Abbas Satır

Tarih: 20.07.2025 16:54

ÇANKAYA’NIN GENÇ BAŞKANINA SESLENİYORUM

Facebook Twitter Linked-in

 

Bir zamanların meşhur tekerlemesiyle başlamak istiyorum:

“Ağaç nerede? – Balta kesti.
Balta nerede? – Suya düştü.
Su nerede? – İnek içti.
İnek nerede? – Dağa kaçtı.
Dağ nerede? – Yandı, bitti, kül oldu!”

 

Edebiyatımızın bu ironik tekerlemesini hepimiz biliriz. Anlamı nettir: Sorumluluk zincirinde herkes topu bir başkasına atar. Sonunda ortada ne çözüm kalır ne de sorumluluk.

 

İşte geçen hafta Çankaya Birlik Mahallesi’nde kurulan Perşembe pazarı deneyimim tam da bu zincirin somut bir örneği oldu.

 

Her Perşembe, Çankaya Birlik Mahallesi’nde kurulan semt pazarından evimin sebze-meyve ihtiyacını karşılarım. Son alışverişimde, içime bir kuşku düştü. Ürünlerin tartımından şüphe duydum. Pazarcıya “Bunları yeniden tartar mısınız?” demeye de çekindim. Yanlış anlaşılır, tatsızlık çıkar diye düşündüm.

 

Bunun yerine belediyeye ait bir denetim tartısı olup olmadığını araştırdım. Ancak koskoca pazarda böyle bir tartı göremedim. Çözümü, her zaman alışveriş yaptığım ama bu sefer ürün almadığım tanıdık bir pazarcıya gidip rica etmekte buldum.

 

Ama cevabı oldukça düşündürücüydü:

 

Abi, pazarcı pazarcının sattığını tartmaz. Tartarsa, kavga çıkar.”

 

Çözüm bulma umuduyla pazardaki zabıta noktasına gittim. İçeride sivil bir görevli ve üç zabıta vardı. Aramızda aynen şu konuşma geçti:

 

– Belediyenin denetim tartısı nerede?

– Tartının pili bitti, kaldırdık. Güneş çabuk bitiriyor pili.

– Yedek piliniz yok mu?

– Siz pazara kaçta geldiniz?

– İş çıkışı, akşama doğru. Ne fark eder?

– Geç gelmişsiniz, erken gelseydiniz tartı çalışıyordu.

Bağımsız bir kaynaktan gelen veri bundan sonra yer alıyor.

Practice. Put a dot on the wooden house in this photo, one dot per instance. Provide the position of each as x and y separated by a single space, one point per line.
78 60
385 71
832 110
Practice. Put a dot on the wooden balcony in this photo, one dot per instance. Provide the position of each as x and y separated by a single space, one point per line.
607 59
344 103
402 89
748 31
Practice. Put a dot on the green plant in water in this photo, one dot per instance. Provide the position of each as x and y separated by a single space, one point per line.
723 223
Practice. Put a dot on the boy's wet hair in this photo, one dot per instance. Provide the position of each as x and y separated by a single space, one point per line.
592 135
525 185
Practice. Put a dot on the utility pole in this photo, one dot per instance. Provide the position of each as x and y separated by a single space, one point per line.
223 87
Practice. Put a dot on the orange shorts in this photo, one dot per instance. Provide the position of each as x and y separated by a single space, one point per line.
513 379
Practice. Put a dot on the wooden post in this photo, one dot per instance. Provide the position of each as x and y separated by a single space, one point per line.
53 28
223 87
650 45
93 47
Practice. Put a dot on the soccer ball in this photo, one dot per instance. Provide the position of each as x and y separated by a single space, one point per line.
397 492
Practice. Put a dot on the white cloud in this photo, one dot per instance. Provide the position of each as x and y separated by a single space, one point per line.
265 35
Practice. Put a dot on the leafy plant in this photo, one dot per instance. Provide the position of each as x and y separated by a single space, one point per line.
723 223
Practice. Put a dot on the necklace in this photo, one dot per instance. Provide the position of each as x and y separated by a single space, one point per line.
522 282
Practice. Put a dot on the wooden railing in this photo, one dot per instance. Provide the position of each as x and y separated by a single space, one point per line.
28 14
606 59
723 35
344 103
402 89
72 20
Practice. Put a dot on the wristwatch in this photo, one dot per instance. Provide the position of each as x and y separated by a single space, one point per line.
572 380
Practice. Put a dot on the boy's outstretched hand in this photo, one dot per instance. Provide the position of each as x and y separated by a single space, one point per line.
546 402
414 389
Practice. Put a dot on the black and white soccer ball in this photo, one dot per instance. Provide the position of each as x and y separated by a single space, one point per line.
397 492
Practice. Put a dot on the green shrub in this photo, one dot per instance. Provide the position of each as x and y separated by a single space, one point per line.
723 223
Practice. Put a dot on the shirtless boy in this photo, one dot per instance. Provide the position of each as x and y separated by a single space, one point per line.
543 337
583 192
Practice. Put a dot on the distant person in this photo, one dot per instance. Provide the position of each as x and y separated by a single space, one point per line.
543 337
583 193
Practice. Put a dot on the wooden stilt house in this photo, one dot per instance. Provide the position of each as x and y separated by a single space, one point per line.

– Pili biten tartı şimdi nerede? Görmek istiyorum.

– Merkeze gönderdik.

 

Evet, yanlış duymadınız. Kamu hizmeti veren bir belediyenin tartısı "pili bittiği için" kaldırılmış. Dahası, çözüm üretmek yerine vatandaşın "daha erken gelmesi" tavsiye ediliyor.

 

Bu yaşadıklarım ne bir şaka ne de abartı. Diyalog birebir bu şekilde gerçekleşti.

 

Gazeteci kimliğimi söyleyince zabıta görevlilerinin tavrı değişti. Ama önemli olan o değil. Önemli olan oraya gelen diğer vatandaşlara nasıl davranıldığı. Onların da bir denetim hakkı yok mu?

 

Şimdi buradan, Çankaya’nın genç Belediye Başkanı’na seslenmek istiyorum: 24 Mart yerel seçimlerinde size oy verdim. Bu nedenle söz hakkım olduğunu düşünüyorum. Geçen hafta siz de Perşembe pazarı ziyaretindeydiniz. Esnafla konuştunuz, sosyal medyada şu mesajı paylaştınız:

 

“Söz verdiğimiz gibi, Çankaya’da komşularımızın arasında olmaya ve semt pazarlarımızı gezmeye devam ediyoruz. Pazarda yankılanan pahalılık, halkımızın ana gündemi.”

 

Elbette halkın gündemi pahalılık. Ama o yankılanan sesin içinde vatandaşın sahipsizliğini de duydunuz mu?

 

Belediyenin tartısının pili bitmişse, pazarcının kullandığı tartının doğru çalışıp çalışmadığını kim denetleyecek?

 

Bazı tezgâhlarda kullanılan tartıların ekranı görünmüyor, rakamlar seçilmiyor. Tartıların ne kadar doğru çalıştığını kim denetliyor?

 

Belediyeye ait denetim tartısı bile çalışmazken…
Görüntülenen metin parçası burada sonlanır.